# Finatics aquarium store "boxing week blowout sale!"



## finatics (May 23, 2006)

Hello again everyone! Well its that time of year again.... time for GREAT FISH at GREAT PRICES from a GREAT STORE! YES its the FINATICS AQUARIUM STORE BOXING WEEK BLOWOUT SALE! I have recently brought in a lot of new arrivals and my inventory levels are double what they were last year so drop by as I promise not to disappoint! I hope to see many of you over the holidays too so take care and have a safe and happy holiday season! mb

HOLIDAY STORE HOURS AND MORE ARE POSTED ON MY WEBSITE TOO AT WWW.FINATICSAQUARIUM.COM (please note the site is just getting going and it will take some time to complete! your patience will be appreciated!)

EVERYTHING IN THE STORE IS "BUY 2 GET 1 FREE!" from December 26th to December 31st.... the only catch is you must buy 2 of the same item to get the 3rd one free! ENJOY!

FREE HBH FISH FOOD WILL BE GIVEN OUT WITH EVERY PURCHASE while supplies last! value $1.99 each

For those of you who have never been to the store I welcome you! I have over 200 tanks of quality freshwater fish at great everyday low prices! I have the LARGEST SELECTION of cichlids in Ontario! I specialize in the more rare and hard to find species of cichlids! I also carry a nice selection of rainbow fish, tetras, corydoras, angelfish and plants and more! Be sure to drop in and see why I am considered as one of Ontario's PREMIER fish stores!
Thank you for your continued support and I look forward to dealing with you again soon! mb

FINATICS AQUARIUM STORE
599 KENNEDY ROAD IN SCARBOROUGH (M1K 2B2)
-just minutes from Kennedy Subway station
-just minutes south of HWY #401
416-265-2026


----------



## finatics (May 23, 2006)

I just wanted to give everyone a quick update too of whats in stock for the sale!

LIVE PLANTS! 
-LOTS of new plants have just arrived... large amazon swords $4.99, anubias nana $9.99 each, anubias barteri $14.99 each, various types of large aponogetons $14.99 each, various types of vals and bunch plants of all kinds too! 

FRESHWATER FISH!
-lots of new rainbows! celebes $3.99 each, madagascars $3.99 each, praecox $5.99 each, yellow/red/turquoise/boesmani all at $9.99 each! 
-lots of corydoras such as punctatus, schwartzi, sterbai, orange lazer, pandas, paleatus, albino, bronze and more! prices start at $1.99 each!
-tetras! large diamonds, cardinals, penguins, harlequins, rummynose, scissortails and more!
-dwarf cichlids! buffalo heads(cassuarius and irvinei), german strain blue and gold rams, spadetail checkerboard cichlids (d. maculatus!), bolivian red tail rams, local bred regular and albino kribensis!
-TONS of african cichlids from lakes malawi, tanganyika and victoria!
drop by and see for yourself.... I promise you won't be disappointed! mb


----------



## bigfishy (Jun 19, 2009)

Tiger Datnoids all gone?


----------



## finatics (May 23, 2006)

NO the datinoids are still there! get them boxing week! best deals on then!


----------



## Tbird (Oct 5, 2009)

Was at the store on the weekend. Lots of fish in and coming in!! He had some great Anubias in!!! Defintely worth the price and even better at buy two get one free.
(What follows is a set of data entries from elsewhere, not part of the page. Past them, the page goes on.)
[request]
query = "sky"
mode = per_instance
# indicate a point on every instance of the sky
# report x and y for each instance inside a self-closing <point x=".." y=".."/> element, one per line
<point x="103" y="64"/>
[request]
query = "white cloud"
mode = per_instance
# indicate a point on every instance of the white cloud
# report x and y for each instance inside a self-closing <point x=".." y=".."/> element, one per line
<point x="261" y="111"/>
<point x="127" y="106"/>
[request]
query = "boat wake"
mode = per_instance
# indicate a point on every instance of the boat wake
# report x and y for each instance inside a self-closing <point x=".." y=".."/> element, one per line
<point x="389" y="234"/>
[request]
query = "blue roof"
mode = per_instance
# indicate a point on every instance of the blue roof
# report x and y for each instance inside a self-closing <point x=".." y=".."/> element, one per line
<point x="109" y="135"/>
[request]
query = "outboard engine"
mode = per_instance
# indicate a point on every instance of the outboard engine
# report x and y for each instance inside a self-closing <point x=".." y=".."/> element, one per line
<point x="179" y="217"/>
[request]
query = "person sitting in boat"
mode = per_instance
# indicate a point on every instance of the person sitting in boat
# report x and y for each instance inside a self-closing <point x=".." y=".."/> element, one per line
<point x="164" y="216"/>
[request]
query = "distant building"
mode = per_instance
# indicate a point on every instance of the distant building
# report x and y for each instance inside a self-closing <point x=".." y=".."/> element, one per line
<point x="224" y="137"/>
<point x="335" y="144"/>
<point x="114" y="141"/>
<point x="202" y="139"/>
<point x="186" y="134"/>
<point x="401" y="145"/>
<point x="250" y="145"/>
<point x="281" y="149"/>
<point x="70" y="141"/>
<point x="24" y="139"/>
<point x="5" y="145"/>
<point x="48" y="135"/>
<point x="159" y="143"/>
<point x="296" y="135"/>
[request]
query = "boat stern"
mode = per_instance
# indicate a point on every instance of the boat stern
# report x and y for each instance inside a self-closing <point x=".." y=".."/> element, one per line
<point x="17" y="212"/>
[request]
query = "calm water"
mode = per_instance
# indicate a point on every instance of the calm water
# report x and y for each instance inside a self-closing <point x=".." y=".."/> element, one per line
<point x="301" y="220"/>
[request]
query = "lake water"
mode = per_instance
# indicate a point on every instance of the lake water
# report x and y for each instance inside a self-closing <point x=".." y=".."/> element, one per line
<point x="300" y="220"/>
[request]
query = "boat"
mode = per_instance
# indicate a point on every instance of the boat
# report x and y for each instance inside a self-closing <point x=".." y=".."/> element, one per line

Probably won't see you till the new year Mike!! Have a great Christmas and new years!


----------



## xr8dride (Feb 24, 2009)

I'm looking out my window and I don't see your shop open...was hoping for some pre boxing day viewing and getting first dibs on the new stock ...lol


----------



## fury165 (Aug 21, 2010)

ha ha.. I saw his van on Front Street around 1-2pm yesterday


----------



## Y2KGT (Jul 20, 2009)

Finatics is by far my favourite "Fish" store. I also get all my Omega One foods from Mike as he has great deals.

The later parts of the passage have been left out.